The-Sequence-Ontology / MSO

Molecular Sequence Ontology
9 stars 5 forks source link

Definition of isoform (MSO:3000321) #1

Open nataled opened 6 years ago

nataled commented 6 years ago

The definition states, at the end, that an isoform may differ from other variants owing to post-translational modification. Is this intended to mean exclusively proteolytic cleavages, or does it include covalent attachments? Either way, I think it would be good to bring some clarity to terms like 'isoform' which have been used to mean just about anything that differs in some way from anything else. Is that term used to mean anything other than splice variants (mRNA and the resulting protein) these days?

msinclair2 commented 6 years ago

Good point, it is important that definitions reflect current usage and bring implicit distinctions to light. Personally I have also heard the word isoform being used mainly of splice variants. Polymorphism should probably be its own class to reflect the different usage. I'm not sure about post-translational modifications.

mikebada commented 6 years ago

This is an excellent ontological question, and I'm also unsure of how broadly it should be defined. The Human Protein Atlas, in discussing the human isoform proteome, says: "The structural space of the human proteome is large and diverse due to the presence of various protein variants (isoforms), including post-translational modifications, splice variants, proteolytic products, genetic variations and somatic recombination." This seems to be pretty close to anything that differs in some way from anything else, as you say. Note that we also have a variant class, essentially carried over from the current SO:sequence_variant class, so we'll have to decide if we want to merge these or differentiate them.

nataled commented 6 years ago

I can point you to this: https://www.ncbi.nlm.nih.gov/pmc/articles/PMC4114032/ which describes a term that--at least for proteins--has that all-inclusive meaning. In PRO we have 'categories' of terms that give an indication of origin of differences. Terms belonging to the 'gene' category will differ from its siblings based on the gene that encodes them. Terms belonging to the 'sequence' category will differ based on sequence differences even if the proteins are translation products of the same gene. Within that category we distinguish between 'isoforms' (which we consider solely as deriving from distinct splice variants) and 'sequence variant' (which would be derived from distinct alleles, for example). Finally, we have the 'modification' category, in which sibling classes can come from the exact same gene and allele thereof and even the same splice variant (if you consider that to be based on exons), but differ in some other post-translational modification (which includes covalent attachments and cleavage events. That just gives an idea of what my thinking is in terms of providing some clarity.

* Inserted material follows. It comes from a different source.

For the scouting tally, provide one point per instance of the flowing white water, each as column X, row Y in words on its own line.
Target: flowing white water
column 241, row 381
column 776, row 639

cmungall commented 6 years ago

The most straightforward approach is for MSO to be analogous to PRO, and to model this as a metaclass (in PRO these are represented as subsets, but really they are metaclasses). But the challenge here is the inability to answer questions such as 'how many distinct {reference proteins, structural isoforms} are there in the human genome' in a straightforward way. Perhaps these are actually GDC questions, in which case SO would not parallel MSO here.

mikebada commented 6 years ago

@cmungall I'm surprised to hear you say that metaclasses would be the most straightforward approach. Why not just create different subclasses of isoforms/variants? I use metaclasses for my work, and they're useful for me, but they don't seem to be straightforward for less-ontologically-minded folks.

Also, I'm not sure if I'm seeing everything, but the biolink-model document doesn't seem to really address the ontology of isoforms/variants briefly discussed above.